Re: [DISCUSSION] Design document. Rebalance caches by transferring partition files

Eduard Shangareev Tue, 27 Nov 2018 07:52:46 -0800

So, after some discussion, I could describe another approach on how to
build consistent partition on the fly.


1. We make a checkpoint, fix the size of the partition in OffheapManager.
2. After checkpoint finish, we start sending partition file (without any
lock) to the receiver from 0 to fixed size.
3. Next checkpoints if they detect that they would override some pages of
transferring file should write the previous state of a page to a dedicated
file.
So, we would have a list of pages written 1 by 1, page id is written in the
page itself so we could determine page index.

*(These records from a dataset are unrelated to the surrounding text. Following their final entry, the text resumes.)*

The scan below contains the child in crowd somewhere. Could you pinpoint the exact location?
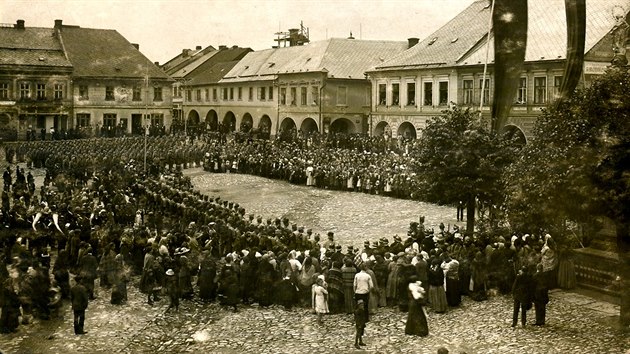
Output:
[354,299,367,349]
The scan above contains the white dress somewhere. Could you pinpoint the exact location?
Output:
[312,284,328,313]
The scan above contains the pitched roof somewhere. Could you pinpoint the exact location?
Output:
[160,45,216,73]
[0,27,72,69]
[185,47,252,85]
[375,0,625,70]
[459,0,624,65]
[221,38,407,82]
[61,26,169,79]
[166,47,219,78]
[376,0,496,70]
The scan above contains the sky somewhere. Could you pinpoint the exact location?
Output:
[0,0,473,64]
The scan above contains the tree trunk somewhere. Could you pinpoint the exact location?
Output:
[616,221,630,327]
[466,195,477,235]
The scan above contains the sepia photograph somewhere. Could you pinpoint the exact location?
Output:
[0,0,630,354]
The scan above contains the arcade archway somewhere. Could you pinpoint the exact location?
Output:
[206,109,219,131]
[300,118,318,133]
[239,113,254,133]
[374,122,392,136]
[398,122,418,139]
[330,118,356,134]
[226,111,236,133]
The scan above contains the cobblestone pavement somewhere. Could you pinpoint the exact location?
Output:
[0,279,630,354]
[190,168,465,246]
[0,169,630,354]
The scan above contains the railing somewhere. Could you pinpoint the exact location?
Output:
[574,248,621,297]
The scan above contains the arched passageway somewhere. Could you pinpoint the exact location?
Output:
[330,118,356,134]
[221,111,236,133]
[374,122,392,136]
[398,122,418,139]
[239,113,254,133]
[206,109,219,131]
[300,118,318,133]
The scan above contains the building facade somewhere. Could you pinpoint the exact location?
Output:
[368,0,627,141]
[0,20,72,140]
[195,38,407,135]
[0,20,172,139]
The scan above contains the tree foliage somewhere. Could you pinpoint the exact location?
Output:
[504,69,630,239]
[418,107,519,230]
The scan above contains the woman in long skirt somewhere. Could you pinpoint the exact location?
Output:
[428,258,448,313]
[312,276,328,325]
[405,277,429,337]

Let's name it log.
4. When transfer finished checkpointer would stop updating log-file. Now we
are ready to send it to the receiver.
5. On receiver side we start merging the dirty partition file with log
(updating it with pages from log-file).

So, an advantage of this method:
- checkpoint-thread work couldn't  increase more than twice;
- checkpoint-threads shouldn't wait for anything;
- in best case, we receive partition without any extra effort.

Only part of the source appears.